I don't mind being quoted at all, except I don't think I said the above. It looks and sounds like Jim Faulconer. I did say, in speaking about religious uses of athiesm (and I'll post part of it hear because it's relevant) the following:
At the same time, I do think that Nietzsche's suspicion is a kind of religious suspicion by the fact that it is irreligious in nature and not simply non-religious as I think Cartesian doubt is. In other words, his is genuine religious atheism and not agnosticism nor is it conceptual atheism (what D.Z. Phillips describes as being the kind of thing one doesn't believe or disbelieve because he wouldn't know what it would mean to believe or disbelieve). Nietzsche's atheism seems to be an atheism that fights religion not simply because it does not get the point, but because it sees the point and is religiously or morally repulsed by it. (One might argue, of course, that he never saw the point of true Christianity, but that's not the point here.) When Nietzsche responds to Christianity, his atheism and his attack go clear to the bottom. When Westphal or Ricoeur take up atheism, it doesn't go clear to the bottom when it comes to religion (Christianity in this case). For them, it is part of a larger approach. For Nietzsche it is not simply part of the overall response to religious suspicion is the response (though I suppose one could see this as part of an overall plan, if you see Nietzsche as having a plan). We might say that both Nietzsche and the believing philosophers take up suspicion religiously, the difference being that the latter take suspicion up while responding in faith (faith is the attitude toward religion), whereas Nietzsche takes up something else(what?) while responding in suspicion (suspicion is the attitude toward religion). These are not simply differences of opinion, but bedrock differences - the kind of differences that make one a Christian, a Muslim, a Buddhist, an atheist, etc., and which aren't arguable because they aren't established or appropriated because of argument (which isn't to say one can't persuade or be persuaded in these matters).

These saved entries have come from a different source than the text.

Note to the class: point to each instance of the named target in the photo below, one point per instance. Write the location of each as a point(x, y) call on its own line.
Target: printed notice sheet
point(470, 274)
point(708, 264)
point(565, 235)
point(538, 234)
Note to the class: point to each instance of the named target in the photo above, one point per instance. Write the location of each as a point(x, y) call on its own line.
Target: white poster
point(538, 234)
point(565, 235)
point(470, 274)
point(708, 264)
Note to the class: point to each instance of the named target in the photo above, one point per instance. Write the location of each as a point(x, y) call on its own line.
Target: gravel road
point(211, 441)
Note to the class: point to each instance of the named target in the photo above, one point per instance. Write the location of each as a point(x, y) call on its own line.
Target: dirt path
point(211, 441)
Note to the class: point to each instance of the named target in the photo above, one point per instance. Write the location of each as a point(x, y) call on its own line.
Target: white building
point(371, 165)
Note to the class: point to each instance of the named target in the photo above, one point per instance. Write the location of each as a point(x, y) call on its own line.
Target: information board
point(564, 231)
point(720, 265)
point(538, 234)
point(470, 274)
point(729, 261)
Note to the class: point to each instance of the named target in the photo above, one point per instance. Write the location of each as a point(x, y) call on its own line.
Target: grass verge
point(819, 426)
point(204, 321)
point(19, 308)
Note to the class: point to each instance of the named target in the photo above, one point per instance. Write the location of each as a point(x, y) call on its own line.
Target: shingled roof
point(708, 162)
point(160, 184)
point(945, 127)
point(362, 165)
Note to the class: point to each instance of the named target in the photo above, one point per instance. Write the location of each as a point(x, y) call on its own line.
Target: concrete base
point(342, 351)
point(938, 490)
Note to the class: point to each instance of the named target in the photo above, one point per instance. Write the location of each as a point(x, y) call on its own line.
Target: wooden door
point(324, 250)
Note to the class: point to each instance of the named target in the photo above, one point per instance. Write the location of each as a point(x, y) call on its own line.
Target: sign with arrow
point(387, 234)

Whoops. That was actually me, not you, I quoted. I found it in an email but it was one of those where you quoted the whole message. I read it and thought you had written it. Since I wrote it, it is no wonder I thought it insightful. Although I suspect that merely exposes a certain sense of hubris and vanity on my part. Or that I simply am very agreeable with myself.
While tracking down the quote, however, I did find a comment by Kenneth West (sure about that attribution) which I really did like a great deal and seemed applicable to this thread. It was in reference to the question, "is there an obligation in Nietzsche to love anyone? Let alone any obligation at all?" It is, I think, a rather common sort of question about Nietzsche, and an obvious one for a Christian, somewhat distressed by Nietzsche, to ask. The response was very thought provoking.
I think Nietzsche has some of the most beautiful and interesting things to say about love and its relation to good and evil. In the first essay of the Genealogy, Nietzsche argues for a mode of love that is beyond ressentiment and the slave revolt in morality. As he says in Beyond Good and Evil, section 153: "Whatever is done from love always occurs beyond good and evil." A lot of what Nietzsche has to say about love can be fruitfully compared to the penultimate chapter of Feuerbach's The Essence of Christianity. Nietzsche's feelings about the problem of 'faith' and 'love' can be tracked in Feuerbach too.
As for obligation, there is some discussion in Zarathustra and a lot in Beyond Good and Evil and in the second essay of the Genealogy (Nietzsche's discussion of the nature of promises is principally what I have in mind). See Zarathustra's Prologue, section 4; Beyond Good and Evil, section 260; and Genealogy, II, sections 2, 24.